If anything, Downton Abbey enabled us to feel better about the 21st century’s increasingly wide gap between rich and poor by watching how symbiotically rich and poor co-existed under one roof. With occasional exceptions, the series handled early 20th-century British society with the gentlest of white-gloved hands, making the working conditions for everyone at Downton challenging, but not as grueling or demeaning to the degree they probably were for many cooks, butlers, and lady’s maids who lived and worked at the time. And while there was never any question that there was a difference in stature between, say, Mrs. Hughes and Lady Edith, the relationships across classes slowly morphed into emotional bonds between equals. Tom Branson’s transformation illustrated that; so did the striking image in the finale of Anna Bates, postdelivery, tucked happily into the luxurious bed of the lady she served. It’s possible that, at least on a subconscious level, watching Downton Abbey reinforced the pleasant but false notion that the divide between wealthy and wanting isn’t necessarily so great, even if all those elaborate dinners and posh surroundings clearly said otherwise.

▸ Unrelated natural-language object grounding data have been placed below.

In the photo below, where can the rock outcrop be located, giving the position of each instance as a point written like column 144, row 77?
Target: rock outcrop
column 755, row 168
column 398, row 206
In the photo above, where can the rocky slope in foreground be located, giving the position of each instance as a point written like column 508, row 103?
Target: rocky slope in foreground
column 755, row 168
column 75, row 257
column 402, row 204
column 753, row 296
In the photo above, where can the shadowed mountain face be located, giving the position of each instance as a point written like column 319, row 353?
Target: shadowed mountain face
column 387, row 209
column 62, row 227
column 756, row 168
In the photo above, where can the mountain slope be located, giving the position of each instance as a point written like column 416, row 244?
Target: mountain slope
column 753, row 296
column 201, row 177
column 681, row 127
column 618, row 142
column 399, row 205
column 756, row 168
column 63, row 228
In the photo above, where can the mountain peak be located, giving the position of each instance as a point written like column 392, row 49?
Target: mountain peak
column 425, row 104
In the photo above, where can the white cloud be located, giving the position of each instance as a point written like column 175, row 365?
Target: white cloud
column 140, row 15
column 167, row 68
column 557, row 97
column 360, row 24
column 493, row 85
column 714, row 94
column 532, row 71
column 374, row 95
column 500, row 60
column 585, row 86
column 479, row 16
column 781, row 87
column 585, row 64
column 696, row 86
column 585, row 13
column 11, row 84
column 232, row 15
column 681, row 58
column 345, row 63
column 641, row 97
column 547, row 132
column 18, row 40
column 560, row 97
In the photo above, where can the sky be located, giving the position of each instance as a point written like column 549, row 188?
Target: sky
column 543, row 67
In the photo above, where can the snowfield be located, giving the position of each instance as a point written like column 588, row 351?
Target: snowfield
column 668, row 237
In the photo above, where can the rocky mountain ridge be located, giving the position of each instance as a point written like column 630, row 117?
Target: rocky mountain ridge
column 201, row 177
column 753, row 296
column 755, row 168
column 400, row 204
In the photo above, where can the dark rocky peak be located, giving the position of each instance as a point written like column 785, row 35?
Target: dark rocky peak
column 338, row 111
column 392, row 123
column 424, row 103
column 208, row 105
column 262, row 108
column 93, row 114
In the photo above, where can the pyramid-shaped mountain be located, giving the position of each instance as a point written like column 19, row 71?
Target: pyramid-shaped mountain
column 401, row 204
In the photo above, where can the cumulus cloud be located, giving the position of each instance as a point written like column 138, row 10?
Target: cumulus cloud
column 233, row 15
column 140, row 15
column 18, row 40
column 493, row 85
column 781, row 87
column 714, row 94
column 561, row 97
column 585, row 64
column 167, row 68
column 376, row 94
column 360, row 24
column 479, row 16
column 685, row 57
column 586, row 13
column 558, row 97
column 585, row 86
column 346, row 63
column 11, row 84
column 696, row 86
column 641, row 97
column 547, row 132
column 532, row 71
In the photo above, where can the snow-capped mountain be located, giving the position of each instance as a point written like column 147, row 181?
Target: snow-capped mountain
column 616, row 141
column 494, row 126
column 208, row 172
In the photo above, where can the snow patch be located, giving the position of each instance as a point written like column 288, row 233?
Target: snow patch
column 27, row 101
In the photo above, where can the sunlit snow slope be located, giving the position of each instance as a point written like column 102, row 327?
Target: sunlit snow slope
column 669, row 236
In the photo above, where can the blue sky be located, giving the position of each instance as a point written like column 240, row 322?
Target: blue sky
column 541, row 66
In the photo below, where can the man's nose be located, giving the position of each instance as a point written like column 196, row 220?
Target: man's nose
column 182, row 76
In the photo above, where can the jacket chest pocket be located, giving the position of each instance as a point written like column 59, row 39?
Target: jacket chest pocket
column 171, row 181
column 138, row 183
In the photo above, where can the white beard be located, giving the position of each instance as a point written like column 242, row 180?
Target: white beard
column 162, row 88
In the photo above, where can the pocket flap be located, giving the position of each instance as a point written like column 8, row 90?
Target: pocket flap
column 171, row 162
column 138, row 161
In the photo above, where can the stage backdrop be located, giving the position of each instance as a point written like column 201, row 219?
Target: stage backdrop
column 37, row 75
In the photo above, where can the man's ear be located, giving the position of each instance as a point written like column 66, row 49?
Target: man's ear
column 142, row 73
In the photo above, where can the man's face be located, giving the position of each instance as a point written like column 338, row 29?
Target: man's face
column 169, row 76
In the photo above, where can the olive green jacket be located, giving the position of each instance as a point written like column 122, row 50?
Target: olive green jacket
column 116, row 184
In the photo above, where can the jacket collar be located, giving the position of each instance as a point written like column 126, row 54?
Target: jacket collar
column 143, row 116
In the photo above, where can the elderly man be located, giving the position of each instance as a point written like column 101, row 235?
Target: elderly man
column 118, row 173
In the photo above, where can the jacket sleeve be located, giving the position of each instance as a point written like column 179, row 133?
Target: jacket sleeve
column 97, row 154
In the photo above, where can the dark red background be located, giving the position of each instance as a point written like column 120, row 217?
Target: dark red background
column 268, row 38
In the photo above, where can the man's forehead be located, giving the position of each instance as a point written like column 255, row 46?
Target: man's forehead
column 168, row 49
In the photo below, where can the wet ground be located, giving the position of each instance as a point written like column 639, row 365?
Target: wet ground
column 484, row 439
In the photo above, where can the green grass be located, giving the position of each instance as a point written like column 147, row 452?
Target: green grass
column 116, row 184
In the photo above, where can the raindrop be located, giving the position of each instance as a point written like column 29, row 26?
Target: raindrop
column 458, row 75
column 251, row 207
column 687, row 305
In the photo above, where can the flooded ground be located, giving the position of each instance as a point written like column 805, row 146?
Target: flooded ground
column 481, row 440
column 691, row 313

Downton Abbey’s popularity may be explained more accurately in the way the series straddled another divide: the one between low brow and high. This was an unapologetically soapy soap opera, filled with behind-closed-door romantic entanglements, rampant blackmail, murder mysteries, betrayals, brides jilted at altars, and tragic, shocking deaths. But because it was British, and a period piece with meticulously realized production values, graced with fine acting, and riddled with instances of Dame Maggie Smith saying things that made you think, Damn, look how smart I am for totally understanding why that’s funny, it also felt like a superb work of quality. If its plotlines sometimes descended to basement level, the overall experience of the show remained pure black tie and tails; even when its pleasures were basic, they were not guilty.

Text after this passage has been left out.